Le juge Okechukwu Okeke s'est prononcé en faveur de dix jeunes qui avaient déposé un recours contre la Commission électorale nationale indépendante en clamant qu'ils seraient lésés si les élections du 18 mai étaient tenues en utilisant l'ancien registre électoral de 1999. A l'époque, ont-ils affirmé, ils n'étaient pas inscrits car aucun d'eux n'avaient atteint 18 ans, l'âge légal pour voter.
Or, le président de la CENI, Abel Guobadia, a déclaré qu'il ne serait pas possible de réviser la liste électorale avant juin, faute de fonds. « Même si nous obtenons l'argent aujourd'hui, nous envisagerons le commencement de l'inscription au cours du mois de juin », a-t-il indiqué à des journalistes.
Les élections pour la réélection des 774 gouvernements locaux du Nigéria, dont le mandat prend fin en mai, ont été fixées à l'issue d'une décision de la Cour suprême annulant une démarche de l'Assemblée nationale visant à proroger d'une année la durée de leur mandat. La décision a aussi affirmé que les gouvernements des 36 Etats du Nigéria ont un contrôle exclusif sur les gouvernements locaux.
Les responsables des Commissions électorales étatiques indépendantes ont décidé que le 18 mai serait la date des nouvelles élections. Ils ont aussi résolu d'utiliser l'ancien registre électoral préparé pour les élections de 1999, en indiquant que la CENI n'était pas en mesure de le mettre à jour avant le 18 mai.

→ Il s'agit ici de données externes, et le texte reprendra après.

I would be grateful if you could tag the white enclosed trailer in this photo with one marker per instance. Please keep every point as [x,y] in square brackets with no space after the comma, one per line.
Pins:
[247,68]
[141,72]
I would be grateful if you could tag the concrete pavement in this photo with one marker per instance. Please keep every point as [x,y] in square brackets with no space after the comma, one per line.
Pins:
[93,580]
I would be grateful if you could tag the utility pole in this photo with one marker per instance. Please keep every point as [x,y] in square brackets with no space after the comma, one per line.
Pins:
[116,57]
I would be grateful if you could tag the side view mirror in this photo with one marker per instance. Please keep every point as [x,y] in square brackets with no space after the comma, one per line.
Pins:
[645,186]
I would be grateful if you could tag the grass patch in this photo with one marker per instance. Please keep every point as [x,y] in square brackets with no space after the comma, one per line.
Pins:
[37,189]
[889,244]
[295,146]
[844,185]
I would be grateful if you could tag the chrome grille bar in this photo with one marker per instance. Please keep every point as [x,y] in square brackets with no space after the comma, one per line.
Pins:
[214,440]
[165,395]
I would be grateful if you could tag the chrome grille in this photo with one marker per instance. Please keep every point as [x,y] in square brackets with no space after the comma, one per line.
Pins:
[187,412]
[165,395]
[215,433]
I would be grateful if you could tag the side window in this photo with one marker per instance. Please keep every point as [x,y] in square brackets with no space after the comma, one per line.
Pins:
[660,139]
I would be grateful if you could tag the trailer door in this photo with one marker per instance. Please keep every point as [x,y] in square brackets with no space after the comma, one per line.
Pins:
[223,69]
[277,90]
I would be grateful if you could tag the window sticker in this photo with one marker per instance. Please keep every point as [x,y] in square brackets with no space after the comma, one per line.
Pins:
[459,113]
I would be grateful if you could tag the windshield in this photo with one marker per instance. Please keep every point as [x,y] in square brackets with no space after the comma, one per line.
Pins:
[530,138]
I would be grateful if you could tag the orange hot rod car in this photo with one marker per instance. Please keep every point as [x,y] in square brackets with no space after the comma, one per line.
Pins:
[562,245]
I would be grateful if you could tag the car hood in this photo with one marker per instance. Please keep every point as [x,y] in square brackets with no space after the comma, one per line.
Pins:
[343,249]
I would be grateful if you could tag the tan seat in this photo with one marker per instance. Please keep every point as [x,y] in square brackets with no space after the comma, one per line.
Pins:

Cette décision a provoqué le dépôt d'un recours par les jeunes. Bien qu'il soit possible d'interjeter appel contre la décision du juge Okeke dans la capitale, Abuja, d'aucuns craignent que la procédure judiciaire ne sera pas terminée à temps pour le vote.
Hormis le fait qu'elles constituent un test clé de la solidité de la nouvelle démocratie du Nigéria après des décennies de régime militaire, les élections locales offrent une occasion aux nouveaux partis politiques pour participer à d'autres élections prévues pendant le premier trimestre de 2003.
En vertu de la constitution du Nigéria de 1999, les nouveaux partis politiques doivent remporter un nombre déterminé de sièges aux élections locales pour être qualifiés à participer aux élections suivantes. Les partis émergents veulent un report des élections pour leur donner le temps de se préparer, alors que les partis politiques établis auraient tout à gagner si le scrutin a lieu le mois prochain.